At-scale working in general practice has a chequered past. While there are obvious economy of scale benefits, the reality is that many attempts to function at-scale have floundered. What can we learn from the past, and what might the implications be for PCNs and their development?
Although PCNs are only approaching their 5th birthday, at-scale working in general practice has been around for much longer. Federations, super-practices and even CCGs have all attempted to bring practices together in different ways.
The key lesson from all of these is that a dissonance, or even a perceived dissonance, between the at-scale organisation and the practice unit causes challenges and impacts the ability to work collectively. Where there is a perfect unity of the at-scale entity and the individual practice units then much can be achieved, but where cracks between the two appear then the ability to deliver the benefits of working at-scale quickly dissipate.
We see this with federations. The most successful federations have a strong relationship between the practices and the federation, and a high level of trust between the practice partners and the federation directors. Conversely, federations struggle where the practices have concerns that the federation may be in competition with its practices (for example over the delivery of enhanced services or a local APMS practice), may be working for its own ends rather than those of the member practices, or may be taking on a performance management rather than support function for its members.
Super-practices may be one organisation but in some tensions can exist between the individual practice units and the ‘centre’. While the ability to make collective decisions is certainly easier as a single entity, if trust between the practice units and those running the wider entity break down cohesiveness is still difficult to achieve.
CCGs, meanwhile, really had no chance. Right from the outset the CCG authorisation process made clear that CCGs had to prioritise the wider health economy over general practice, and put in place systems to ensure that CCGs did not make any decisions that might favour general practice. It was no surprise, then, that practices quickly worked out that the CCG was something separate from them and paid little attention to requests for collective action.
PCNs have two advantages that these previous attempts at at-scale working did not. First is that they are an extension of the GP contract. They are formed out of a shared enhanced service contract (the PCN DES) and as such are firmly rooted in core general practice. They are not a separate entity that exists in addition to the practices , but rather are an extension of the practices themselves. This means the sense that PCNs are somehow in competition with the practices does not exist, as the separation that particularly federations intrinsically begin with is not present for PCNs.

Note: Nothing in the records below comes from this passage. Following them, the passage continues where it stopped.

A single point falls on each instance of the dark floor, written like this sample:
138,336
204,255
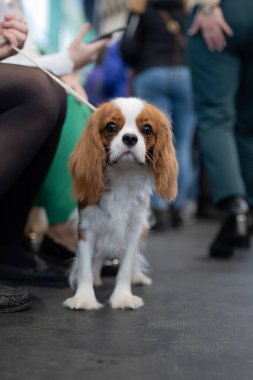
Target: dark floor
197,323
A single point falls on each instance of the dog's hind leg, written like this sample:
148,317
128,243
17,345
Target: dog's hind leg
98,262
140,266
84,298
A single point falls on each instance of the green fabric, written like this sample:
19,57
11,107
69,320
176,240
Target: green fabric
55,194
223,90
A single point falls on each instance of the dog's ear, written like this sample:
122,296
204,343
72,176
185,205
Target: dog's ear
88,164
165,162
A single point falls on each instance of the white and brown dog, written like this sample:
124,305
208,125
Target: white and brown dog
125,152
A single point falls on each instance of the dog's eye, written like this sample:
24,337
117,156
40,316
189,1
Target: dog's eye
111,127
146,129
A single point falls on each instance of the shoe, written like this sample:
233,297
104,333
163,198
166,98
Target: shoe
13,299
234,233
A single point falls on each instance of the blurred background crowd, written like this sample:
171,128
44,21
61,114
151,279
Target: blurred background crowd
192,59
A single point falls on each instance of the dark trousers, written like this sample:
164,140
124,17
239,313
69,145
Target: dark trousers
223,94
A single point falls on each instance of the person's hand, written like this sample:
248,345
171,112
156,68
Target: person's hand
214,28
13,30
72,81
82,53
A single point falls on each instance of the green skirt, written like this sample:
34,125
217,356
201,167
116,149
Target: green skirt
55,194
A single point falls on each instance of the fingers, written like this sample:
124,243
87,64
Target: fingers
227,29
14,29
14,37
15,24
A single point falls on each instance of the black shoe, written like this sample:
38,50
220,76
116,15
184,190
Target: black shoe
234,233
13,299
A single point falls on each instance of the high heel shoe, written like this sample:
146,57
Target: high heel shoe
234,233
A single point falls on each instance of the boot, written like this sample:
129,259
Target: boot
234,231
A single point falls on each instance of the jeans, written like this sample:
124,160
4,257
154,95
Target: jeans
169,88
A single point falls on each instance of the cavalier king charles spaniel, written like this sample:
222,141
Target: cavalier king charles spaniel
125,152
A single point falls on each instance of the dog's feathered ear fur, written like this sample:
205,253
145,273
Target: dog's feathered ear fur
165,162
88,164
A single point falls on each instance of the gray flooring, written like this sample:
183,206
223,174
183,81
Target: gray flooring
197,323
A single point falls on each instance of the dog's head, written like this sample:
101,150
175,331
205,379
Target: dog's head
127,132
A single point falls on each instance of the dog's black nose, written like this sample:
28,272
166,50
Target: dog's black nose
129,139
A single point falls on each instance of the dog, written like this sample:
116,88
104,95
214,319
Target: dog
125,152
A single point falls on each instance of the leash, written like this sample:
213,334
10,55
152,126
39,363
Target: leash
66,87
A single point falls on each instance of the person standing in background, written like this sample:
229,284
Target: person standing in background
154,45
221,60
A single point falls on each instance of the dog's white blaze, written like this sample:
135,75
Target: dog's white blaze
130,109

This brings a word of warning for PCNs that choose to incorporate. While incorporation brings a protection for individual practices from PCN liabilities, it also creates a new distance between the PCN as an entity and the practices themselves. Once incorporated the PCN is very clearly something different from its practices, which could in time lead to more of a separation between the two.
The second advantage that PCNs have is the limit to their size. It is much easier to maintain trust, aligned values and strong communication across a small number of practices and GP partners over (say) a 50,000 population than it is for those at-scale entities serving 100,000+ populations. The more people involved and the wider the geography served the harder it is to maintain the alignment needed for practices to move together as one.
The most successful PCNs are groups of practices working together to be able to better serve their population both collectively and individually. They trust each other and identify where working at a PCN or a practice scale is better for any given situation. Other PCNs either have a divide between the work of the PCN and the work of the practices and a conflict between the two, e.g. in the deployment of ARRS roles, or have no sense of the collective and instead have a constant pull for any PCN resources to the individual practice level.
For many PCNs getting this right remains a work in progress. The danger is this journey may be derailed by changing what PCNs are too quickly. If the system becomes impatient for Integrated Neighbourhood Teams (INTs) that pull the focus of PCNs into whole system working and away from their practices too quickly, they risk ending up the same way as many previous attempts of at-scale working, i.e. disconnected from practices and not able to take the service with them.